Sunday, June 7, 2026

Short Story Inspirations and "Mrs. Dalloway"

On Friday, I headed to Columbia to see my grad school friend who had a catastrophic stroke 2 years ago and now lives in a skilled nursing unit.  After that visit, I went to a different grad school friend, my upstairs neighbor in long-ago grad school days.  We are both writers, both college English teachers, both on life paths similar and different.

Lately she's been attending a Shut Up and Write group, which has been working for her in all sorts of ways.  I keep thinking I might go with her on a Friday when her group meets.  I'm also thinking it might make an interesting experiment for my own writing classes that I teach.

As I've been driving these past few days, I had an idea for my idea that I had a year ago on the 100 year anniversary of the publication of Mrs. Dalloway.  I wrote about it in this blog post:  "Now I am thinking of new projects, a new narrative that might weave the voice of an older woman in seminary, a younger woman teaching section after section of freshman comp in a community college, a middle aged woman struggling to write poems around the edges of her administrator job--and yes, they would all be me."

Throughout the past year, this idea has bubbled back up periodically and then simmered right back down.  I have not had the time or focus to write a novel.

And then, on Friday, I thought, why not write linked short stories?  Write a short story for each year of my past 30 years and then choose the best.  I would probably not play with time; I would probably organize the stories chronologically.  So the fact that the characters in the blog post description are the same would not be a surprise.

I immediately felt tired at the amount of short stories if I had to write one per year--so I immediately decided that I didn't have to do each year.  I did wonder about perspective--if I'm writing a story set in 1995, can I use knowledge that doesn't come for another 20 years?

On my drive yesterday, I thought about a different approach.  I could write stories by way of subject.  I wrote one such story as a requirement for a seminary class, which I wrote about at the end of this blog post.  That story used fairy tales as a jumping off point to talk about beauty and self image and other stories, like the Little House books, that girls often read, along with boiling water in the aftermath of Hurricane Helene.  
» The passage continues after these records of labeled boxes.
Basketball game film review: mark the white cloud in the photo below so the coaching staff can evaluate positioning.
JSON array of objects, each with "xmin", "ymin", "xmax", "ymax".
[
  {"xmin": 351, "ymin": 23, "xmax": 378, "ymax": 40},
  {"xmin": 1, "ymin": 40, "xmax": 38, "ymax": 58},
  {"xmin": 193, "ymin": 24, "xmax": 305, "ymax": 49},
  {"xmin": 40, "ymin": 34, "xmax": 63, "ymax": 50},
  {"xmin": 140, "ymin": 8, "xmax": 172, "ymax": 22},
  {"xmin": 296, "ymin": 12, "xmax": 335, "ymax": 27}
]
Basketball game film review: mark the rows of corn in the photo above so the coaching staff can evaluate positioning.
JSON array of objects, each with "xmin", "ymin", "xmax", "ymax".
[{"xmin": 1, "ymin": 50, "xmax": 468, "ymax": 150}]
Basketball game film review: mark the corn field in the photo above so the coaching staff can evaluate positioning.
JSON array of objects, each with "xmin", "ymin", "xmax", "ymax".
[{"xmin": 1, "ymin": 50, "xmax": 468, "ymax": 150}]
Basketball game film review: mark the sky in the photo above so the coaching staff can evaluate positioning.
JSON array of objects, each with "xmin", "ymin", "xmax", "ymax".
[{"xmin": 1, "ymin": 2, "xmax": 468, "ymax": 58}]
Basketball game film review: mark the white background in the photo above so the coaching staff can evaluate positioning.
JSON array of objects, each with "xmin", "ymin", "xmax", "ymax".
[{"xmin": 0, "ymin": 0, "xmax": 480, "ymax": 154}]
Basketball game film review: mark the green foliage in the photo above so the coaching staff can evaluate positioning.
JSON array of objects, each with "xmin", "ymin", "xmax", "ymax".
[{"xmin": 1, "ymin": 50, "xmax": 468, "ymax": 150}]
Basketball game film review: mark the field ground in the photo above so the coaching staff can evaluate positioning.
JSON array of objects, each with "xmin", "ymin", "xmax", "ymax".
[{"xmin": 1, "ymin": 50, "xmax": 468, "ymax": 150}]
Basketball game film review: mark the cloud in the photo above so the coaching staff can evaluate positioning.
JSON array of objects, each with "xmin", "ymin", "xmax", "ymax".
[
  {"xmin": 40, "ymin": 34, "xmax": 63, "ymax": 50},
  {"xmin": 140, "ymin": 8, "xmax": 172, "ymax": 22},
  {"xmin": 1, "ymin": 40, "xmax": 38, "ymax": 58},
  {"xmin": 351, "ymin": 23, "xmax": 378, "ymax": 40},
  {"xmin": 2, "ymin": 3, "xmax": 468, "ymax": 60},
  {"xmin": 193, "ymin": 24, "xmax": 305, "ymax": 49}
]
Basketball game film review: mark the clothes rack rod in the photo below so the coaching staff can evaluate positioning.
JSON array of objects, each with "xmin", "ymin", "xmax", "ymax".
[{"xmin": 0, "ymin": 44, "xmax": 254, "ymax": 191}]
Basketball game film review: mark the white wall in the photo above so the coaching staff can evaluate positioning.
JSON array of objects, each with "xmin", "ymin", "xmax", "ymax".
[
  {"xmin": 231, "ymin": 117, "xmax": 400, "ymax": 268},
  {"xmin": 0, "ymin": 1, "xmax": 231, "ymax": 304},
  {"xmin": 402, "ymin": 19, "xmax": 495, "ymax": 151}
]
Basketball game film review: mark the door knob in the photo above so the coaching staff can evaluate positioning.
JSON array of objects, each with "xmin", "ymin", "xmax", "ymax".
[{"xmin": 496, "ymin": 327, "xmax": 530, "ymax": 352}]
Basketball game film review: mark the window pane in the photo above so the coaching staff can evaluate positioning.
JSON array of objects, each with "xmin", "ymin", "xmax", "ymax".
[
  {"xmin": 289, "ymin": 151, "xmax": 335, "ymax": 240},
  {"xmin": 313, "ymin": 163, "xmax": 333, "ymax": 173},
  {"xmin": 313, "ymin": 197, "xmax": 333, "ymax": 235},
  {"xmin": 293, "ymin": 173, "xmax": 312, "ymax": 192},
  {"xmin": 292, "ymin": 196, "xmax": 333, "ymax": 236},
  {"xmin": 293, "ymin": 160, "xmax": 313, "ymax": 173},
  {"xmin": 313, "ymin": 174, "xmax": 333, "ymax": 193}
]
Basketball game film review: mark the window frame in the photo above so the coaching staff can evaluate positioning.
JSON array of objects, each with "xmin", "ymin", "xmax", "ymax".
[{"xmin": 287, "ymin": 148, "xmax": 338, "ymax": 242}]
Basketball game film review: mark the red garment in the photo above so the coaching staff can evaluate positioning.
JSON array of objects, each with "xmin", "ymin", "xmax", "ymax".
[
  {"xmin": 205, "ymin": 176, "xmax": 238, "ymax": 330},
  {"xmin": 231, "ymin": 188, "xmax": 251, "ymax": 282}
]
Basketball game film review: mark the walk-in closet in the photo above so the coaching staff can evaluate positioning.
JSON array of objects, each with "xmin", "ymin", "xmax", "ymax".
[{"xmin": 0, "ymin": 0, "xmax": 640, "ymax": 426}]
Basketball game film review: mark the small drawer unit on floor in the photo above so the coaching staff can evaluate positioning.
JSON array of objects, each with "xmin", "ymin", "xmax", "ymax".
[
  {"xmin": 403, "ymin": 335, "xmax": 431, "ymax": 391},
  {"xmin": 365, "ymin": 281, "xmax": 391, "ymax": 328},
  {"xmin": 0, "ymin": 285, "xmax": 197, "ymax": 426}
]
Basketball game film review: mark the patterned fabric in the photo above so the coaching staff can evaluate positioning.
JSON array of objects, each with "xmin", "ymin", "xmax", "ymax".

Some subjects I thought about:

--shoes:  hiking boots and camouflage high tops

--the habit of buying fixer-uppers

--tea practices

--various books could serve as jumping off points, the ones we read in grad school or in childhood and the surprising intersections

--journaling and blogging and the types of writing that aren't always valued by grad school professors

--the oat bran muffins I made in grad school, the muffins sold in the coffee shop in the basement of the humanities office building

--all sorts of baking

--nutrition developments through the years

--a wide variety of religious/theological issues

--and then there's all the music

--yearning for graduate studies even after getting a PhD

I love the idea of short stories instead of a work that has a long narrative arc across 200-300 pages. It's an idea that's much more manageable with my current commitments.  Maybe in retirement I'll return to to writing traditional novels.